Cada professor buscou em sua disciplina um gancho para trabalhar o tema. Assim, a professora de Inglês e Português criou cartazes de campanha contra o bullying e apresentou jornais, revistas e livros que tratavam do assunto. Em História, foi trabalhada a questão do negro e do racismo no Brasil, que também é um dos motivos do fenômeno. Já a Geografia estudou os fatores políticos e econômicos que traçam os caminhos da desigualdade no Brasil.

“Para a abertura do projeto, apresentamos aos alunos o filme Um Grande Garoto, com o ator inglês Hugh Grant. Conta a história de um homem que inventa que tem um filho apenas para poder ir a reuniões de pais solteiros, onde pode conhecer novas mulheres e ter relacionamentos rápidos, sem nenhum compromisso. Num desses encontros, ele conhece um garoto de 12 anos completamente o seu oposto e com quem passa a conviver cada vez mais.
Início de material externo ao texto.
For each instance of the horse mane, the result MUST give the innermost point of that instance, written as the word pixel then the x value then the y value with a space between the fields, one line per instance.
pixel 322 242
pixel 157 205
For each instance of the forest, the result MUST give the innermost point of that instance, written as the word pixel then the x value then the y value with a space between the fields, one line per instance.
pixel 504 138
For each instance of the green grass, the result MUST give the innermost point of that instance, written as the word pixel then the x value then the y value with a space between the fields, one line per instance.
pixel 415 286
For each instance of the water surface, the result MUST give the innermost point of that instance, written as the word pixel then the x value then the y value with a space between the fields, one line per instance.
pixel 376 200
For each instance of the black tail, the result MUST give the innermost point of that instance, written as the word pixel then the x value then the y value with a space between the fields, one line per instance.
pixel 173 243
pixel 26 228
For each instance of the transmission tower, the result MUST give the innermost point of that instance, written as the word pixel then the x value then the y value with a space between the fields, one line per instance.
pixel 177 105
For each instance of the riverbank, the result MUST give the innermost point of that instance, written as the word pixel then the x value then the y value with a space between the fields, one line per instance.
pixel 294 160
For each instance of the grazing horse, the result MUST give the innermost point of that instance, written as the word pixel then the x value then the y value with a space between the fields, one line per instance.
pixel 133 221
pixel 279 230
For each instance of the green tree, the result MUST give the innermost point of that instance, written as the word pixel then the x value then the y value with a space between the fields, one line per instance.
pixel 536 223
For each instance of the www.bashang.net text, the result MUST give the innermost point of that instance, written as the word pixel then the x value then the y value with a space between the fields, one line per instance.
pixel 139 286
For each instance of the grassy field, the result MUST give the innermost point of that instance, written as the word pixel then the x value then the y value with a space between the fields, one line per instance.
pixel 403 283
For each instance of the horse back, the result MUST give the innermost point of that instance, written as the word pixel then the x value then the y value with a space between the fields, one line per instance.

Descobre, então, que o garoto passa por várias situações complicadas que envolvem bullying”, explicou Jayson.

Inclusão virtual – Seminários, debates, pesquisas em livros e Internet foram as ferramentas utilizadas pelos professores para ajudar os alunos a entenderem o fenômeno e ter atitudes pró-ativas para mudar a situação das vítimas e dos agressores. “Nossa região é muito carente e os alunos não têm oportunidade de entretenimento. Existem lan houses em cada esquina do bairro, e como alguns jovens não tinham acesso à web, montamos uma sala com Internet para incluir alunos na rede mundial”, informou Rosângela. O resultado foi excelente. Eles criaram uma comunidade virtual (http://projetoescolasembullying.zip.net) no site Orkut na qual discutiam a sua situação tanto como agressores ou vítimas. A comunidade virtual respondeu bem ao apelo e os debates foram muito produtivos. Notamos uma grande mudança nas relações humanas, no convívio escolar e no social”, explicou Jayson.

Desafios – Para este ano, outros professores estarão envolvidos no mesmo processo. “Pretendemos expandir o projeto para toda a escola, mas para isso precisamos redobrar os ânimos. E estamos aqui para isso, para levar a toda a comunidade escolar aqui do Walfredo uma cultura de paz”, finalizou Rosângela.